Kocham paprykę faszerowaną :) Nie ważne czym jest nadziewana, zawszą ją zjem :)
Bardzo często zajadam się papryką faszerowaną na obiad.
Robiliśmy już paprykę faszerowaną:
- bobem i ryżem (przepis znajdziecie
TU)
- soczewicą i groszkiem (przepis jest
TUTAJ)
- makaronem, kukurydzą i pomidorami (przepis znajdziecie
TUTAJ)
- soczewicą i fasolką szparagową (przepis jest
TUTAJ).
Całkiem niedawno, zajadałem się papryką nadziewaną innym farszem - kaszą jaglaną i groszkiem :)

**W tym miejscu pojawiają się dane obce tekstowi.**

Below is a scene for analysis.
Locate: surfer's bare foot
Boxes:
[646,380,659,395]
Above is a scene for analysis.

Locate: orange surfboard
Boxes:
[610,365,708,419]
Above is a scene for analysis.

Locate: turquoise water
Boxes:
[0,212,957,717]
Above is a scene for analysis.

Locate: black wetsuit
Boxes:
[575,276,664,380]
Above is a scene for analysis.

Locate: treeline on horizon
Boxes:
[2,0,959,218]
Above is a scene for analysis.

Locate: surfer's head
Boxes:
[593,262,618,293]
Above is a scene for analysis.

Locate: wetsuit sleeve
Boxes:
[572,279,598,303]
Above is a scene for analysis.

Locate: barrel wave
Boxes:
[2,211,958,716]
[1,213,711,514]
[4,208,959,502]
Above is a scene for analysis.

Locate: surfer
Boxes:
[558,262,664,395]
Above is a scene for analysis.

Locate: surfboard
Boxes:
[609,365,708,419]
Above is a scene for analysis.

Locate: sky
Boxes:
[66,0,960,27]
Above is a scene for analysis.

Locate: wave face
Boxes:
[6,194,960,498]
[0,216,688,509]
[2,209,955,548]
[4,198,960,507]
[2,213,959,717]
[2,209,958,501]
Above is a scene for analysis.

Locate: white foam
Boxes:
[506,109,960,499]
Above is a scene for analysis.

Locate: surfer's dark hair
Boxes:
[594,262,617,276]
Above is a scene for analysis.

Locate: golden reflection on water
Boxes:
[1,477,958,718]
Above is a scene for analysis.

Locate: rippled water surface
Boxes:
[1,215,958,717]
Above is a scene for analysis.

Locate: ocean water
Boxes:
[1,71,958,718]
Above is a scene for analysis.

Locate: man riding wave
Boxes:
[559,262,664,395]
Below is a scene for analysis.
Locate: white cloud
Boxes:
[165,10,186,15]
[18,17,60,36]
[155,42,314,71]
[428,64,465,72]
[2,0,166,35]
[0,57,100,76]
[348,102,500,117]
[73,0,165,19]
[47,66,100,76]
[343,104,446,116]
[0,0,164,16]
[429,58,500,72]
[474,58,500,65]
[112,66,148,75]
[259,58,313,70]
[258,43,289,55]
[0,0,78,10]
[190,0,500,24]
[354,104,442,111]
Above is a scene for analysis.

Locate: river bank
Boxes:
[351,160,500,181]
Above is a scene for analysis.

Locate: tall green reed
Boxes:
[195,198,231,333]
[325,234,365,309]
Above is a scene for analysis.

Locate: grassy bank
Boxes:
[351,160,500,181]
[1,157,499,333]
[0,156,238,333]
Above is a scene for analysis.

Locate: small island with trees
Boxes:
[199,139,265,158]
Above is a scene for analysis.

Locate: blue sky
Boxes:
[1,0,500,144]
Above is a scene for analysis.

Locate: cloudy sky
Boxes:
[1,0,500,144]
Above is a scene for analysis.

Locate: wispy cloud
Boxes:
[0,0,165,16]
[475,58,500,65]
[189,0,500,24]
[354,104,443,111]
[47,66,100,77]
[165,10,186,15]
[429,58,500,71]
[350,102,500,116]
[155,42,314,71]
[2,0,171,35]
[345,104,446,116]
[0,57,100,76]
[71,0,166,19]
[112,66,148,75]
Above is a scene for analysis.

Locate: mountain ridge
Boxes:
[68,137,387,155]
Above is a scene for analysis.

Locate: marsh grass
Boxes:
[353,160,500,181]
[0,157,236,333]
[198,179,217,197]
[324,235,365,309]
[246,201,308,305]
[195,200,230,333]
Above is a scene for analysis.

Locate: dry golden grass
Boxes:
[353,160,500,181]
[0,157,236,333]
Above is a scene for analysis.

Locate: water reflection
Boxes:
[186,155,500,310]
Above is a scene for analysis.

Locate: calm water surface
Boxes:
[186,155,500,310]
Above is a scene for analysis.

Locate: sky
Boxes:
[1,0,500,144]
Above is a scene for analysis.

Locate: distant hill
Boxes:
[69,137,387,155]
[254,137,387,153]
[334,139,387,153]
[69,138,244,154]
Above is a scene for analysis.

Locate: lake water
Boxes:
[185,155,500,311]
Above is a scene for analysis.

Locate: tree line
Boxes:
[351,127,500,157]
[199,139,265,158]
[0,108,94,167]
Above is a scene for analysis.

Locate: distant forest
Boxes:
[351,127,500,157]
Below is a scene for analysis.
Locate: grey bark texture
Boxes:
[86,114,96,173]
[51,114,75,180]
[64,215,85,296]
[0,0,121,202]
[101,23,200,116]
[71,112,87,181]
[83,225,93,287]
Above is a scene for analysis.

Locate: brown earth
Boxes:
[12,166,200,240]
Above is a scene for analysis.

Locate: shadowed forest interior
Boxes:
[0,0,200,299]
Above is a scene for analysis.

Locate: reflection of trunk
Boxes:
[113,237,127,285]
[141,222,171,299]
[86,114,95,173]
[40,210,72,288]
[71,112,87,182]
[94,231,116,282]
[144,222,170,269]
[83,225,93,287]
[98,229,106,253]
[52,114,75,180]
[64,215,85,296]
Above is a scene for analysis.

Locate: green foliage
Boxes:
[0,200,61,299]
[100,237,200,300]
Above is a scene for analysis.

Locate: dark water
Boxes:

Papryki (Rodzice wykorzystali 2 papryki, jedną czerwoną i 1 żółtą; pół papryki = 1 porcja obiadowa jak dla mnie) po wymyciu i osuszeniu kroimy wzdłuż na pół, tak aby wyszły nam łódki.
Każdą łódkę (połówkę papryki) nadziewamy kolejnymi warstwami:
1. groszkiem mrożonym (kilka łyżek);
groszek przed włożeniem do papryki przelewamy wrzątkiem
2. ugotowaną organiczną kaszą jaglaną (ok. 1-2 łyżki);
kaszę jaglaną gotujemy zgodnie z przepisem, które znajdziecie TUTAJ z tym, że zamiast oleju kokosowego do kaszy dodajemy organiczną oliwę z oliwek extra virgin
3. odrobiną organicznego tymianku suszonego
4. organicznymi łuskanymi pestkami słonecznika
Tak przygotowane papryki, układamy na blaszce wyłożonej papierem do pieczenia;
wkładamy do rozgrzanego piekarnika (180 stopni + górna i dolna grzałka + termoobieg); pieczemy 30 minut.
Upieczone papryki po wystudzeniu przechowujemy w lodówce. Na około godzinę przed podaniem, wyjmujemy paprykę z lodówki, aby ogrzała się w temp. pokojowej.